Reporters Without Borders has carried out a new survey of online freedom of expression for World Day Against Cyber-Censorship on 12 March.
“One in three of the world’s Internet users does not have access to an unrestricted Internet,” Reporters Without Borders secretary-general Jean-François Julliard said. “Around 60 countries censor the Internet to varying degrees and harass netizens. At least 119 people are currently in prison just for using the Internet to express their views freely. These are disturbing figures.
“The Internet played a crucial role in the recent Tunisian and Egyptian revolutions but more and more governments try to manipulate online information and remove critical content. There is a greater need than ever to defend online free speech and protect cyber-dissidents. This day is also the occasion to pay tribute to the solidarity that Internet users show towards each other.”
Enemies of the Internet
Reporters Without Borders is releasing a 100-page report on the state of online freedom of expression in the 10 countries it has identified as “Enemies of the Internet” and the 16 countries it is keeping “under surveillance” because of their questionable Internet policies. Repressive regimes resort to all sorts of measures to control content, ranging from censorship, jailing cyber-dissidents and circulating massive amounts of propaganda online.

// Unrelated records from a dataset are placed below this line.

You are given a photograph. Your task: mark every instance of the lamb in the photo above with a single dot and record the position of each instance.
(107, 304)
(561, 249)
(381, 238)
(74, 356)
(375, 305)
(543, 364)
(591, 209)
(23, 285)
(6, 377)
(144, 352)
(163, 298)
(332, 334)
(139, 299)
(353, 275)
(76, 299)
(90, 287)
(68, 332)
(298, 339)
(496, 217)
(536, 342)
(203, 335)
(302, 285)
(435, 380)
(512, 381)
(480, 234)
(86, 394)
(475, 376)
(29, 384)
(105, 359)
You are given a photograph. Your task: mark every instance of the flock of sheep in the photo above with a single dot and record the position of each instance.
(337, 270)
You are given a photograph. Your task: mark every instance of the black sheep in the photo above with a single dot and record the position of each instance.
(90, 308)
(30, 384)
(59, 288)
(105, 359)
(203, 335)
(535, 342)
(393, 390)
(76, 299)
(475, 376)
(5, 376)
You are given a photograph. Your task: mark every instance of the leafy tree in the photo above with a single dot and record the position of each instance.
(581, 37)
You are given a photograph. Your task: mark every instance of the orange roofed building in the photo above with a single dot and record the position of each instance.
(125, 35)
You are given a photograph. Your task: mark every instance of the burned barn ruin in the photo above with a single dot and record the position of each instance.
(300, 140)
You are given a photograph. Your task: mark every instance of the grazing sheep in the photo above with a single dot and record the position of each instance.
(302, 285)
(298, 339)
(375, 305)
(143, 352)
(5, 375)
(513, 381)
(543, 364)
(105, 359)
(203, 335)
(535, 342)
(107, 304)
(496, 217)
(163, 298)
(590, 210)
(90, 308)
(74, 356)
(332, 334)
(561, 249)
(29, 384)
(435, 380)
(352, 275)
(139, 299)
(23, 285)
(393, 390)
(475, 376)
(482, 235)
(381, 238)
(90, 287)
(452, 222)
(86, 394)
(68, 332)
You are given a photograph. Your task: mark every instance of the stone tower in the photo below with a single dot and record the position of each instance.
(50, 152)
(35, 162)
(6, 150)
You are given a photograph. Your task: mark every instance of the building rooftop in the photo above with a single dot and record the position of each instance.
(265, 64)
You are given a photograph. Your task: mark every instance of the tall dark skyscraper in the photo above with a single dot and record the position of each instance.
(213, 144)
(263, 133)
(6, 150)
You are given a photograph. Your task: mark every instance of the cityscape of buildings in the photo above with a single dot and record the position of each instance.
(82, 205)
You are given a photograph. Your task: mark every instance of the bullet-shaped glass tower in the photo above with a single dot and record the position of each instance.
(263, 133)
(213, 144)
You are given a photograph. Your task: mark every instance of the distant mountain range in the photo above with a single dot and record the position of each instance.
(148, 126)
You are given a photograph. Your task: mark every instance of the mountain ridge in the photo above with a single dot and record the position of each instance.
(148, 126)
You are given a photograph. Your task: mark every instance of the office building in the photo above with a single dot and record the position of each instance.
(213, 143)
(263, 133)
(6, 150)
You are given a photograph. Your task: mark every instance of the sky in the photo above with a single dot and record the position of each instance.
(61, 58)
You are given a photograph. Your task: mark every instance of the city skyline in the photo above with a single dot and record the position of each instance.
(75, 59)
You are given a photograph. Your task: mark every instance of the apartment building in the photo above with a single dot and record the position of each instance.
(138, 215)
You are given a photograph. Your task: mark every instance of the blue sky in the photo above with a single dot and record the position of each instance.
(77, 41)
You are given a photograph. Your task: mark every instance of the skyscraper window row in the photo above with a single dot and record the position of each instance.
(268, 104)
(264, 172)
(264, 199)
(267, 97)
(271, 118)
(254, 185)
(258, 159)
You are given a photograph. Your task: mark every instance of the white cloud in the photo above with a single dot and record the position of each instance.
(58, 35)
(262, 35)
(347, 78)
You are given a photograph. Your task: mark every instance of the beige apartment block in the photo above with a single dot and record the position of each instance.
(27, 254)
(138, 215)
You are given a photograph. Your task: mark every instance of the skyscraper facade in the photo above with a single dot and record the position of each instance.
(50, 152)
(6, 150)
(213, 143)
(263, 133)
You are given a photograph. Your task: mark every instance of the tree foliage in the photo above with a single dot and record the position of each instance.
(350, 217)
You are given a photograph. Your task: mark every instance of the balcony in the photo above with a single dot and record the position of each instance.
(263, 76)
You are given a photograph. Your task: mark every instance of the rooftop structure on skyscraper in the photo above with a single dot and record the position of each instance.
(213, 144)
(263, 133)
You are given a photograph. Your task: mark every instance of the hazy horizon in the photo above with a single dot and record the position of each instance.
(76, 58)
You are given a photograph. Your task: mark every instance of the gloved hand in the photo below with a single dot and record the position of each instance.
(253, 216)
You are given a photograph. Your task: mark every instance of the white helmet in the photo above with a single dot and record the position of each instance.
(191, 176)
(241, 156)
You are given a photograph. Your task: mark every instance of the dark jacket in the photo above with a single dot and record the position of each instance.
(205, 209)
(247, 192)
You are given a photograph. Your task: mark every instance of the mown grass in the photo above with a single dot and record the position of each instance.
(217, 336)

“Tunisia and Egypt have been removed from the list of Enemies of the Internet following the fall of their governments,” Julliard added. “These countries nonetheless remain under surveillance, as does Libya. The gains of these revolutions must be consolidated and the new freedoms must be guaranteed. We have also placed three democracies – Australia, South Korea and France – under surveillance because of various measures they have taken that could have negative consequences for online free expression and Internet access.”

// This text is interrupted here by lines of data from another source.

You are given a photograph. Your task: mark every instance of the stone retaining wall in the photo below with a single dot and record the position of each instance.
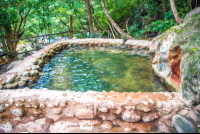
(42, 110)
(64, 111)
(27, 71)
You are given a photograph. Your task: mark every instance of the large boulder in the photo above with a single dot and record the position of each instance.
(12, 64)
(176, 60)
(191, 13)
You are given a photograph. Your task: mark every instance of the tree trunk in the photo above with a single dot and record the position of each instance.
(164, 4)
(95, 18)
(115, 24)
(89, 15)
(175, 12)
(9, 36)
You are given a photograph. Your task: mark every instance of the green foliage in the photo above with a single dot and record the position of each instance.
(49, 16)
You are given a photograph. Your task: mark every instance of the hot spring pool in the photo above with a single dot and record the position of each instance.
(99, 69)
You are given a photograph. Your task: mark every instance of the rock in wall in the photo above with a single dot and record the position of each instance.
(177, 59)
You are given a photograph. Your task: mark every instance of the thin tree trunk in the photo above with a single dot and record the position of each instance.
(114, 30)
(164, 4)
(175, 12)
(89, 15)
(111, 29)
(115, 24)
(127, 25)
(9, 36)
(100, 24)
(95, 18)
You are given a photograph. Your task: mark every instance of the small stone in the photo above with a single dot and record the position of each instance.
(11, 86)
(131, 116)
(39, 126)
(90, 122)
(29, 100)
(103, 109)
(194, 115)
(7, 105)
(150, 116)
(50, 105)
(42, 105)
(85, 113)
(118, 110)
(183, 112)
(163, 128)
(35, 67)
(32, 118)
(143, 107)
(26, 74)
(1, 109)
(28, 105)
(32, 72)
(56, 104)
(107, 125)
(10, 79)
(64, 125)
(57, 111)
(17, 112)
(21, 83)
(183, 125)
(35, 62)
(6, 127)
(198, 108)
(62, 104)
(17, 119)
(10, 101)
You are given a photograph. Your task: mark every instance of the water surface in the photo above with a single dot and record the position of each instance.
(100, 69)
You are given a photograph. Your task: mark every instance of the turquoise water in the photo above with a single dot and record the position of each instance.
(99, 69)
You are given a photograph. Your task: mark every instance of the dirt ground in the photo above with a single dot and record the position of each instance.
(3, 68)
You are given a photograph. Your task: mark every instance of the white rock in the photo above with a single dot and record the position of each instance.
(103, 109)
(7, 105)
(17, 111)
(7, 127)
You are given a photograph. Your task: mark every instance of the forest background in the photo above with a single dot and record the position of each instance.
(141, 19)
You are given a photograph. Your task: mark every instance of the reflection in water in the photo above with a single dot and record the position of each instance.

A dedicated website for the campaign (http://12mars.rsf.org/en/)
For World Day Against Cyber-Censorship, Reporters Without Borders has created a dedicated website where Internet users can download a graphic representing the defence of online free expression, view a film made for the occasion by French illustrator Joel Guenoun and consult the map of Internet black holes.
Internet users are urged to circulate this information on social networks, blogs and websites that support imprisoned netizens. They may also use the graphic, which is available in a score of languages (including Chinese, Arabic, Burmese, Turkmen, Farsi and Russian) as an image for their profiles in Facebook, Twitter and other social networks.
2010 – Year of the Internet?
Last year saw the Internet and social networks conclusively established as tools for protest, campaigning and circulating information. It also saw a growing tendency for traditional and new media to complement each other, as witnessed not only during the Arab Spring but also in the way WikiLeaks released the leaked US diplomatic cables in coordination with several leading international media.
The Internet continues above all to be a tool, one that can be used for good ends and bad. It creates an area of freedom in the most closed countries. Its potential as a tool for circulating news and information angers dictators and renders traditional censorship methods ineffective. The Internet is used not only by dissidents but also by governments, which employ it to circulate their propaganda and to reinforce surveillance and control of the population.
The Internet strategies pursued nowadays by authoritarian regimes consist not so much of outright blocking as online manipulation and propaganda. Countries such as China, Saudi Arabia and Iran continue to filter out vast amounts of content, reinforcing the filtering at times of tension, but Internet users in these countries continue to learn how to circumvent censorship.